Mario Adinolfi: “La Juventus è l’immagine di un’Italia che va a picco”

Il giornalista e politico non usa mezzi termini per definire lo stato attuale della Juventus e non risparmia critiche a John Elkann

mario adinolfi

Attraverso i suoi account social, il giornalista e politico Mario Adinolfi ha duramente attaccato la proprietà della Juventus.

Il lungo post di Mario Adinolfi: “Elkann fece fuori Andrea Agnelli”

“John Elkann nel 2022 per pura gelosia fece fuori Andrea Agnelli e non solo da presidente della Juve, ma anche dal board della cassaforte di famiglia (Exor) e dell’azienda madre (Stellantis, nuovo nome della Fiat). Gianni e Umberto Agnelli andarono sempre d’accordo, la Juventus se ne giovò, tra i loro nipoti è stata guerra col problema che tra i due fratelli Elkann il meno scemo è Lapo, che almeno ama i colori bianconeri in ossequio al mito del nonno, John invece coltiva la cupio dissolvi di chi sa di non esserne minimamente all’altezza e il calcio peraltro non l’appassiona, lui venderebbe volentieri la squadra: per renderla qualcosa di cui sbarazzarsi, la sta distruggendo”.

“Andrea Agnelli ha vinto e investito”

Andrea Agnelli non sono vinse diciannove trofei, nove scudetti consecutivi che resteranno nella storia del del calcio mondiale (nel 2012 da imbattuti, nel 2014 col record non scalfibile dei 102 punti), ma ha costruito lo Stadium e investito su tutta l’area circostante, sono stato al Museum e allo Juve hotel ed è strepitoso con la maglia di Scirea che ti accoglie alla reception. Gli rimproverarono di aver speso 100 milioni di euro per comprare Cristiano Ronaldo. CR7 li ripagò segnando 101 gol in 134 partite, vincendo cinque trofei e portandoci ai quarti di Champions ribaltando praticamente da solo con una storica tripletta un Atletico Madrid che ci aveva battuto 2-0 all’andata”.

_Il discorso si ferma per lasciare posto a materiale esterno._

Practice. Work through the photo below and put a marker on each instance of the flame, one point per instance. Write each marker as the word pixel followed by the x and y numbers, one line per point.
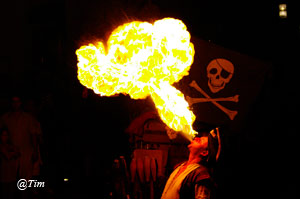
pixel 143 59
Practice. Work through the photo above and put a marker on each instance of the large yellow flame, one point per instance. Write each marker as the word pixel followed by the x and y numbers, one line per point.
pixel 143 59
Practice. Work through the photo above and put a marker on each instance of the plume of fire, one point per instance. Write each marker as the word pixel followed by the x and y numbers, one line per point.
pixel 143 59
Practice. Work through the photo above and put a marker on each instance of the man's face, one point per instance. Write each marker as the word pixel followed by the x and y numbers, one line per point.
pixel 199 146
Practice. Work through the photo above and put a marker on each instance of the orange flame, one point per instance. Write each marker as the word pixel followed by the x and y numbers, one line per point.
pixel 143 59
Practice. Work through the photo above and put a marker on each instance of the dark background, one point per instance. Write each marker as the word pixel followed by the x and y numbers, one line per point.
pixel 82 136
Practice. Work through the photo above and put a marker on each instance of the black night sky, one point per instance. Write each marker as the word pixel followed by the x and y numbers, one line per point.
pixel 37 57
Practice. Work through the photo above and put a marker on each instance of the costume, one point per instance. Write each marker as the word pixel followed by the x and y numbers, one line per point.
pixel 194 182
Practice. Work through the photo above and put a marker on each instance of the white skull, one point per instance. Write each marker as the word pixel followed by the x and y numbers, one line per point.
pixel 219 73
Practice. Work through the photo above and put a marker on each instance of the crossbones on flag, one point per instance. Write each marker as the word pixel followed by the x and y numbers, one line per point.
pixel 222 84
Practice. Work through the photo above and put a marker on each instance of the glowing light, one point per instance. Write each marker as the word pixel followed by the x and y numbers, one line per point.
pixel 143 59
pixel 282 11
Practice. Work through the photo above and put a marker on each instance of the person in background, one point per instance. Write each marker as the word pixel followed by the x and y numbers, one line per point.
pixel 24 132
pixel 193 178
pixel 9 155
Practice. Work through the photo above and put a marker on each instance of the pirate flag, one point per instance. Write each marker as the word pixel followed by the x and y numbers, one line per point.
pixel 222 84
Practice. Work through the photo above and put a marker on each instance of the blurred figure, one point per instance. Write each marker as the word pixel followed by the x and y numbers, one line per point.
pixel 24 133
pixel 9 155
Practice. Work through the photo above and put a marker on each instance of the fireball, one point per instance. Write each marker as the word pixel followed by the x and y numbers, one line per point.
pixel 141 59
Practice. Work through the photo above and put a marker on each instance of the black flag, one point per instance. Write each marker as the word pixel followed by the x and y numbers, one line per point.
pixel 222 84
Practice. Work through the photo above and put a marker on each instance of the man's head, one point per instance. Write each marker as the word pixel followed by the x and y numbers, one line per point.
pixel 207 143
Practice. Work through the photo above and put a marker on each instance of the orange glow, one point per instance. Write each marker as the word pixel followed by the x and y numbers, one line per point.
pixel 143 59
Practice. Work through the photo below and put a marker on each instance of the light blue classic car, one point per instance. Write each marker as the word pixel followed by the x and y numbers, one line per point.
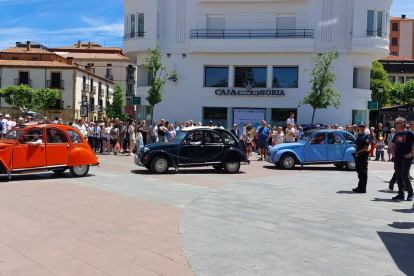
pixel 316 147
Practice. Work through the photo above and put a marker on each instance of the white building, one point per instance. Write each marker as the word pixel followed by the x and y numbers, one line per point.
pixel 32 64
pixel 219 47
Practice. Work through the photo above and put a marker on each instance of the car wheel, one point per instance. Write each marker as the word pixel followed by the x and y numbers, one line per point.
pixel 79 171
pixel 159 165
pixel 59 171
pixel 288 161
pixel 351 165
pixel 232 167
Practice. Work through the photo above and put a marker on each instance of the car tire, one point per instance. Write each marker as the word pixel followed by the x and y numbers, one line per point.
pixel 350 165
pixel 232 167
pixel 159 165
pixel 59 171
pixel 79 171
pixel 288 161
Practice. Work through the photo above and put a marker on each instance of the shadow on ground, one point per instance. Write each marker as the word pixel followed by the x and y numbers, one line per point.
pixel 185 171
pixel 400 254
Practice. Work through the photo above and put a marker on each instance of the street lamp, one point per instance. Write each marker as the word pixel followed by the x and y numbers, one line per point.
pixel 380 91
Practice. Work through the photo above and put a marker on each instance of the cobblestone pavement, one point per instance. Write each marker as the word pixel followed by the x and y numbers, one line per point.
pixel 123 220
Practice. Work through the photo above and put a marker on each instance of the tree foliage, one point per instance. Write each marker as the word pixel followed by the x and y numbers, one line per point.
pixel 380 77
pixel 322 94
pixel 157 75
pixel 26 99
pixel 114 110
pixel 402 93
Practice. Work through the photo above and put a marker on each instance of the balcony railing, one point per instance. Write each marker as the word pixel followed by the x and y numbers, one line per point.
pixel 55 84
pixel 59 105
pixel 18 82
pixel 130 80
pixel 378 34
pixel 251 34
pixel 85 87
pixel 134 35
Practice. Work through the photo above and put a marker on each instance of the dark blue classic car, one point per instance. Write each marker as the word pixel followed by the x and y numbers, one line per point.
pixel 195 147
pixel 316 147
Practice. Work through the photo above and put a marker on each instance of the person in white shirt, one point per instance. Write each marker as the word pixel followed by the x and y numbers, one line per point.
pixel 82 128
pixel 291 119
pixel 37 140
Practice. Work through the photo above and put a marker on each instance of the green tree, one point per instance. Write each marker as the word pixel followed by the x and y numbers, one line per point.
pixel 322 94
pixel 380 76
pixel 402 93
pixel 26 99
pixel 114 110
pixel 157 76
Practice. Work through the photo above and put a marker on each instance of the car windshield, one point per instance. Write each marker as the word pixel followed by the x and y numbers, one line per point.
pixel 180 136
pixel 13 134
pixel 305 137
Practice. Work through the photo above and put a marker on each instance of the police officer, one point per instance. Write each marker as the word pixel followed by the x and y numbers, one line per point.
pixel 361 158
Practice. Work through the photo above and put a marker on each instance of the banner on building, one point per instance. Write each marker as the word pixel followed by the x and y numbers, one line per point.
pixel 249 115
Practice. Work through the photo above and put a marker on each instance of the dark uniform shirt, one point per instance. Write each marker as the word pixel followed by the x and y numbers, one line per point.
pixel 362 141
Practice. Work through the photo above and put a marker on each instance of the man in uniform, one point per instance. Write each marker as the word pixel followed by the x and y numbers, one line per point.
pixel 361 158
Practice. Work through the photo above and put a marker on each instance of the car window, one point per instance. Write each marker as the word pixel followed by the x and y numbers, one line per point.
pixel 228 139
pixel 55 136
pixel 213 138
pixel 318 139
pixel 335 138
pixel 349 139
pixel 13 134
pixel 74 137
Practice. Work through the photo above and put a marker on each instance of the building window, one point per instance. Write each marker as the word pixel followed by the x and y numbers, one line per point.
pixel 370 23
pixel 132 25
pixel 395 27
pixel 216 77
pixel 285 77
pixel 215 26
pixel 252 76
pixel 141 24
pixel 215 113
pixel 379 24
pixel 355 78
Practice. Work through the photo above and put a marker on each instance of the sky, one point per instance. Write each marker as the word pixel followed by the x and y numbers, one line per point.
pixel 56 23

Mario Adinolfi: “Kolo Muani? 50 milioni e non sa stoppare un pallone”

“Oggi per 50 milioni di euro Elkann acquista Kolo Mouani che non sa stoppare una palla e ci fa perdere pure col Sassuolo, dopo aver sprecato risorse ingaggiando quel Giuntoli che ha comprato i Koopmeiners (60 milioni) e messo sulla panchina l’interista Thiago Motta. Ieri la Juve per la prima volta nella sua storia non aveva neanche un calciatore italiano tra i quindici di movimento che sono partiti titolari o sono subentrati. La Juve di Andrea Agnelli aveva la formazione storica che partiva da Buffon, Bonucci, Barzagli, Chiellini: per questo vinceva sempre. No, non è solo la crisi di una squadra, non devo soffrire solo io che ho il cuore bianco e il sangue nero, dovreste soffrire tutti per questo naufragio della Juve di John Elkann”.

“Juventus fotografia della crisi dell’Italia”

“È la fotografia più precisa della crisi dell’Italia, tra classi dirigenti litigiose che non sanno più investire dilapidando risorse (in cui mai vengono premiati i più capaci ma anzi quelli sono fatti fuori dai più ottusi, per invidiosa gelosia) e scelte raccapriccianti sul fronte della tutela del patrimonio nazionale, della sua più profonda radice. La Juve non si rialza più, è l’immagine di un’Italia che cola a picco e il bello è che fingono pure di non capire il perché”.